Kindle Unlimited読み放題をご利用の方は、読み放題の範囲内で読むことができます。

私も読み放題で読みました。

AIに負けない!凄い税理士・会計士とは?

クラウド会計が経理・会計事務所に与える影響

この手の記事のありがちなクラウド会計で入力作業が自動化され、経理人員は大幅に必要なくなるとか、会計事務所の記帳代行はピンチになるといった内容でした。

確かに、負担は楽にはなるだろうし、記帳代行の入力作業しかできないという方への需要は下がっていくでしょう。

でも、記帳代行の入力しかできない税理士・会計士っていないはずですし、そこに付加価値はないでしょう。

会計は処理に幅があるので、その企業の実態に合わせてカスタマイズして運用するものです。

月次損益を平準化して月次単位で会社の状況を見たい企業、経営が安定しているのでとりあえず事業年度末の財務諸表さえ正確なものが出来ていれば十分な企業、銀行からの融資を見据えた財務諸表としたい企業、原価計算を精緻に行いたい企業、税務会計で十分な企業、会計監査が入る企業、本国向けにUSGAAPやIFRSで記帳しているが事業年度末だけ会社法計算書類を作るために会計基準の差異を調整して日本基準の財務諸表を作っている企業と様々です。

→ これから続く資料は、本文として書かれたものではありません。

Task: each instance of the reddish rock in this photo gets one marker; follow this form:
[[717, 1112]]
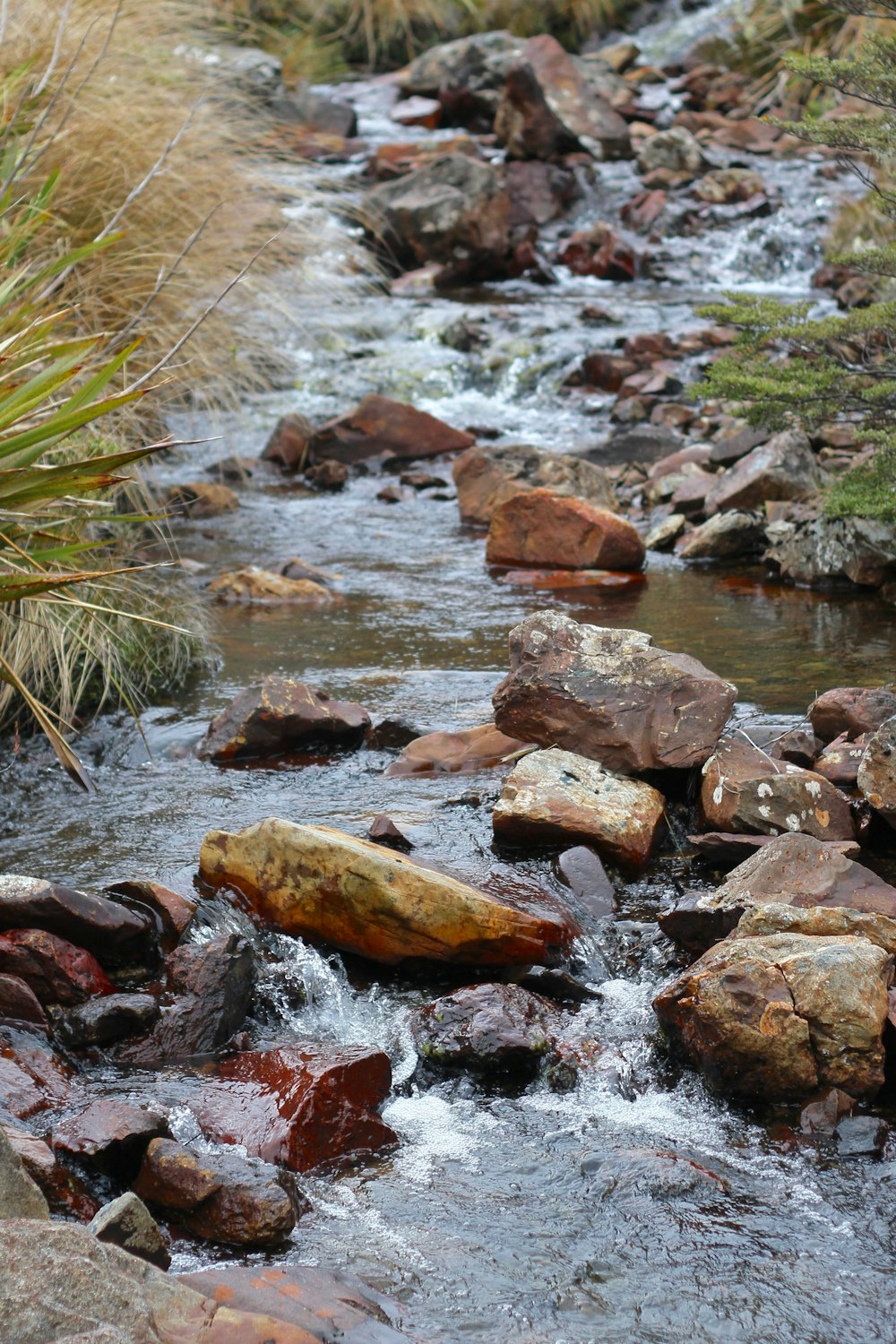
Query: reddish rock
[[288, 445], [548, 109], [56, 970], [279, 715], [115, 935], [300, 1107], [743, 789], [381, 425], [554, 530], [455, 753], [610, 695], [110, 1134], [852, 711], [599, 252]]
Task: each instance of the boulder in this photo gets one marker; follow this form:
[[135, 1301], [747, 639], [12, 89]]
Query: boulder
[[452, 211], [745, 789], [218, 1196], [212, 986], [780, 1016], [260, 588], [850, 710], [54, 969], [381, 425], [791, 870], [552, 797], [455, 753], [548, 109], [355, 895], [541, 529], [487, 476], [785, 468], [877, 771], [113, 933], [126, 1222], [487, 1027], [300, 1107], [610, 695], [280, 715], [19, 1196]]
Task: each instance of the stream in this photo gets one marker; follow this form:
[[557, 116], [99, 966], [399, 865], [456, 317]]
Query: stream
[[635, 1207]]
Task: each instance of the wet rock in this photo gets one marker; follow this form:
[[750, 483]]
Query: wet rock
[[54, 969], [300, 1107], [452, 211], [261, 588], [455, 753], [548, 109], [288, 445], [850, 710], [212, 984], [110, 1134], [487, 478], [381, 425], [675, 150], [877, 771], [359, 897], [487, 1027], [128, 1223], [202, 499], [541, 529], [279, 715], [322, 1304], [21, 1007], [102, 1021], [780, 1016], [611, 695], [599, 252], [724, 537], [115, 935], [19, 1196], [554, 796], [785, 468], [220, 1198], [791, 870], [743, 789]]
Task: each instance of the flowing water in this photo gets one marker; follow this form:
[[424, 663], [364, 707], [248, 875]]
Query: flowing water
[[635, 1207]]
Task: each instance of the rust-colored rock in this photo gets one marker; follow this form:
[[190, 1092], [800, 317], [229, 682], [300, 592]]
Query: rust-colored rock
[[850, 710], [280, 715], [381, 425], [610, 695], [300, 1107], [554, 530], [455, 753], [780, 1016], [359, 897], [554, 797], [54, 969], [487, 476], [743, 789], [115, 935]]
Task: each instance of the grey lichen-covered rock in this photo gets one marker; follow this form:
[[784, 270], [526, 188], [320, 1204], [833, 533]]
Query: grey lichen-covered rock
[[19, 1196], [555, 796]]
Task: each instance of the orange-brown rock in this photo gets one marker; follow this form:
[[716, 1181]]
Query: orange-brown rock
[[540, 527], [359, 897], [455, 753]]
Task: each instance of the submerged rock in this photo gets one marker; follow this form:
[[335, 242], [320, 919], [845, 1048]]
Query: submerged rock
[[355, 895], [538, 527], [780, 1016], [610, 695], [279, 715], [554, 797]]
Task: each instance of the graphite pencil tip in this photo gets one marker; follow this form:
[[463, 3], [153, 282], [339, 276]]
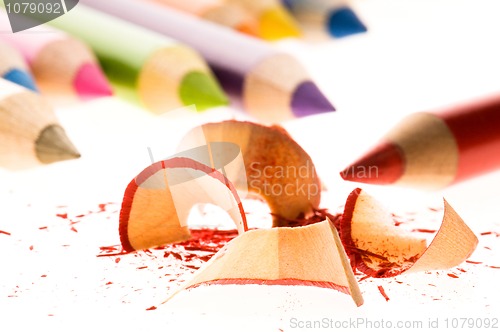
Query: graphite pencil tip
[[344, 22], [307, 100], [202, 90], [384, 164], [22, 78], [90, 82], [53, 145]]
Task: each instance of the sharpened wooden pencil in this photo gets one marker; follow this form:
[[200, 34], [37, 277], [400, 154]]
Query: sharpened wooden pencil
[[161, 73], [217, 11], [274, 86], [62, 65], [434, 150], [30, 133]]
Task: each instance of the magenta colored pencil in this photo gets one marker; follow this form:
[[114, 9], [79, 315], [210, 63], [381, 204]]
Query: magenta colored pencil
[[61, 64], [273, 85]]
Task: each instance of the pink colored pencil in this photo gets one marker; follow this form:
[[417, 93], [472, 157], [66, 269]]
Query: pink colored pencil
[[61, 64]]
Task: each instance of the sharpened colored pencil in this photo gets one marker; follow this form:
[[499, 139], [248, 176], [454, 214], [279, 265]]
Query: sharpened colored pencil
[[435, 149], [336, 17], [217, 11], [13, 67], [62, 65], [30, 133], [274, 20], [162, 73], [274, 86]]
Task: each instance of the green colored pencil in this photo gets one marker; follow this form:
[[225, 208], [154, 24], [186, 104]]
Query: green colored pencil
[[158, 72]]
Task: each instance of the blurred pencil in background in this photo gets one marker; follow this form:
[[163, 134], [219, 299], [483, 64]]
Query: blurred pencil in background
[[336, 17], [217, 11], [30, 133], [274, 20], [158, 72], [273, 86], [62, 65], [13, 67]]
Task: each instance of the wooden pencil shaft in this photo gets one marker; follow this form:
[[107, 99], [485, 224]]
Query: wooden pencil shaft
[[450, 145], [29, 130], [121, 47], [476, 128], [221, 47]]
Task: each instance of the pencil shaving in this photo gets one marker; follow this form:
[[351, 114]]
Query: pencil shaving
[[306, 256], [157, 202], [379, 249], [276, 167]]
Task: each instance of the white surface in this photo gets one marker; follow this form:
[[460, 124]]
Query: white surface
[[418, 55]]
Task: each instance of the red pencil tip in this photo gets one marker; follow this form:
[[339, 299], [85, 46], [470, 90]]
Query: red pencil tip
[[90, 82], [384, 164]]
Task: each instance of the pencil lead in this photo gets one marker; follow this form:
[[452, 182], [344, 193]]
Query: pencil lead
[[277, 23], [22, 78], [384, 164], [202, 90], [53, 145], [90, 82], [344, 22], [307, 100]]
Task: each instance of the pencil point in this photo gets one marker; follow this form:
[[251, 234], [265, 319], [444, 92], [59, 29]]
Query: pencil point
[[53, 145], [307, 100], [344, 22], [277, 23], [384, 164], [202, 90], [90, 82], [22, 78]]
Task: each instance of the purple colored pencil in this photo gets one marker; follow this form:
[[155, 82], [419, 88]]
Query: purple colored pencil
[[273, 85]]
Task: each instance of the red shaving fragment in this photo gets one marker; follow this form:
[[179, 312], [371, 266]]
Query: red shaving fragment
[[384, 294], [423, 230]]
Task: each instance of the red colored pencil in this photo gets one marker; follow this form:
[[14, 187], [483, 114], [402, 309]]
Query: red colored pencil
[[435, 149]]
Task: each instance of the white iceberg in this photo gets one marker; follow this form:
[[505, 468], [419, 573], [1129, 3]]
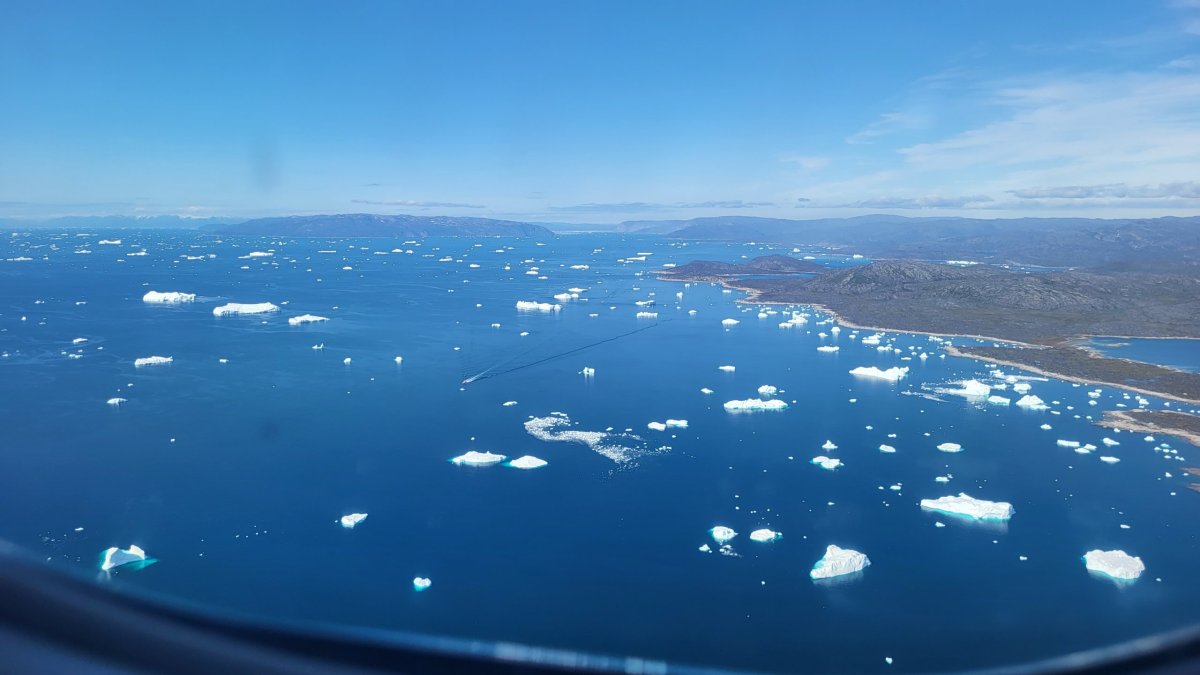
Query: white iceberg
[[721, 533], [825, 463], [1116, 563], [117, 557], [168, 298], [970, 507], [352, 519], [765, 535], [750, 405], [475, 458], [528, 461], [892, 374], [244, 308], [839, 561]]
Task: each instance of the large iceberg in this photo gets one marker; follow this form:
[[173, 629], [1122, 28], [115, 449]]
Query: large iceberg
[[352, 519], [891, 375], [307, 318], [475, 458], [117, 557], [839, 561], [1117, 565], [244, 308], [755, 405], [971, 507], [168, 298]]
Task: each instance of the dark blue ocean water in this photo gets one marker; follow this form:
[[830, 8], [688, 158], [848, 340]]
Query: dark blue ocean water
[[1183, 354], [233, 475]]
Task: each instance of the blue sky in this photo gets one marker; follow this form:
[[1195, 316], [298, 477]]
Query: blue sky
[[576, 111]]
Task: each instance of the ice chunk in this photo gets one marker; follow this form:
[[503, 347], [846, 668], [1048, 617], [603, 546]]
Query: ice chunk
[[475, 458], [305, 318], [352, 519], [755, 405], [765, 535], [892, 374], [528, 461], [534, 306], [721, 533], [1116, 563], [244, 308], [971, 507], [117, 557], [839, 561], [825, 463], [168, 297]]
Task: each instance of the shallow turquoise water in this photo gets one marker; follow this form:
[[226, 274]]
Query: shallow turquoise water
[[233, 475]]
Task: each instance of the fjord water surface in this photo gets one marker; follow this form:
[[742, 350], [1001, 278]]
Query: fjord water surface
[[233, 475]]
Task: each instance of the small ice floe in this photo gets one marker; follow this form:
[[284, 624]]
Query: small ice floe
[[305, 318], [825, 463], [1116, 563], [721, 533], [765, 535], [892, 374], [475, 458], [117, 557], [168, 297], [352, 519], [528, 461], [839, 561], [751, 405], [970, 507], [1030, 401], [233, 309], [534, 306]]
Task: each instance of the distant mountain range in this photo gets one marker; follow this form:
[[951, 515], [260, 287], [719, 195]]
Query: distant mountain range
[[371, 225]]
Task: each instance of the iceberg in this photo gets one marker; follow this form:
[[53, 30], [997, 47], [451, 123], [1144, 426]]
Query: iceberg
[[534, 306], [168, 298], [528, 461], [755, 405], [765, 535], [1116, 563], [475, 458], [244, 308], [1031, 402], [970, 507], [825, 463], [839, 561], [721, 533], [891, 375], [352, 519], [117, 557], [305, 318]]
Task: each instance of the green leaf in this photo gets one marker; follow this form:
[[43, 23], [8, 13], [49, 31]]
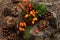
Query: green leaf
[[41, 8], [27, 32]]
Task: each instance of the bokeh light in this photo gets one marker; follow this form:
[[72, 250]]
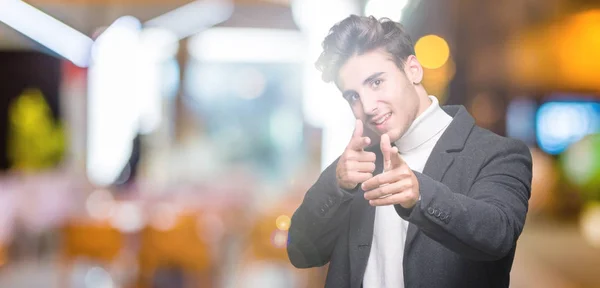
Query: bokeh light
[[590, 224], [581, 165], [432, 51], [279, 238], [283, 222], [545, 178]]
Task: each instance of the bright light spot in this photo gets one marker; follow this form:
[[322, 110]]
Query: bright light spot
[[193, 17], [279, 238], [98, 278], [247, 45], [251, 83], [113, 114], [316, 17], [590, 224], [432, 51], [42, 28], [391, 9], [128, 217], [283, 222], [164, 217], [100, 204], [559, 124]]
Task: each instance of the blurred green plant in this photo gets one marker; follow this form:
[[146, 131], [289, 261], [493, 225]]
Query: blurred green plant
[[35, 140], [581, 166]]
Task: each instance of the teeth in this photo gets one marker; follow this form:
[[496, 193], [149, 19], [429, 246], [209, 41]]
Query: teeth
[[383, 119]]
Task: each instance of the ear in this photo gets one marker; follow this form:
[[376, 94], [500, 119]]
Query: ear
[[413, 70]]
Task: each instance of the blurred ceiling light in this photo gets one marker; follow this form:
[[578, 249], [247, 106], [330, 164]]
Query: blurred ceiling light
[[113, 112], [251, 83], [46, 30], [247, 45], [316, 16], [386, 8], [432, 51], [193, 17], [158, 44]]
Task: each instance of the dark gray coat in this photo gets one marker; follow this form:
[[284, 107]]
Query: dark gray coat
[[475, 189]]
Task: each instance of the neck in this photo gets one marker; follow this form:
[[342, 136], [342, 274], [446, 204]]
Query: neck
[[424, 100]]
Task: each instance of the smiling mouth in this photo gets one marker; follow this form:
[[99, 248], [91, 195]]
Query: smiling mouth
[[382, 119]]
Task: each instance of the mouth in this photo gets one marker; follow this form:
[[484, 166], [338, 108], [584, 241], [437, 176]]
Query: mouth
[[379, 121]]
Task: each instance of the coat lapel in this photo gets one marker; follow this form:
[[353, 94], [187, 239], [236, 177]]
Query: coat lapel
[[362, 215], [443, 154]]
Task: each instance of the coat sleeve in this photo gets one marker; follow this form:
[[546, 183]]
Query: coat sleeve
[[317, 223], [485, 222]]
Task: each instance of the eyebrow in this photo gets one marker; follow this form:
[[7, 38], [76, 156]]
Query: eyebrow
[[365, 82]]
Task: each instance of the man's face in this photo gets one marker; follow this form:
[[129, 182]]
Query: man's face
[[379, 93]]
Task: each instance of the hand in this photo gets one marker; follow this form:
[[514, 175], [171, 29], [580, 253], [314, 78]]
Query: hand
[[396, 185], [355, 165]]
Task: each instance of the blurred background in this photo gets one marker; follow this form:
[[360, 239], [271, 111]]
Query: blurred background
[[149, 143]]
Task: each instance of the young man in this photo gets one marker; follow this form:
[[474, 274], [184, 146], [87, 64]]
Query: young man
[[439, 202]]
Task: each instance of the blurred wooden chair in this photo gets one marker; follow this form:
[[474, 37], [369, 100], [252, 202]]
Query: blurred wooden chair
[[177, 248], [266, 247], [94, 241]]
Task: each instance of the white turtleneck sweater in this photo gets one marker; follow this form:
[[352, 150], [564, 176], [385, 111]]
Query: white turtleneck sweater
[[384, 267]]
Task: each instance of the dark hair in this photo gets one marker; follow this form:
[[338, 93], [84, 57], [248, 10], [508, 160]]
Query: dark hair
[[357, 35]]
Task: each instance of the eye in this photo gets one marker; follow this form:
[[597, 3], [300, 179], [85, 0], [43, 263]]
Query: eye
[[375, 84], [353, 98]]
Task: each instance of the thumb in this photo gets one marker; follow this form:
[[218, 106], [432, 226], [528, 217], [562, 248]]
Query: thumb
[[386, 149], [396, 159], [358, 129]]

前提となる会計の知識なしで自動化してしまったら、目的に合致しない会計データができあがってしまうのです。

クラウド会計で経理が劇的に楽になるというのは、現時点では幻想にすぎません。

自動仕訳機能を上手く利用している方は、手入力が減って効率化できているのでしょうが、まだまだ日本ではITリテラシーの高い方は少数派です。

従来のインストール型の会計ソフトの方が使いやすいという方も多いので、クラウド会計がいいとはかならずしも言い切れません。

クラウド会計が何が何でもいいというわけではなく、向き不向きに合わせて選択すればよいだけのことです。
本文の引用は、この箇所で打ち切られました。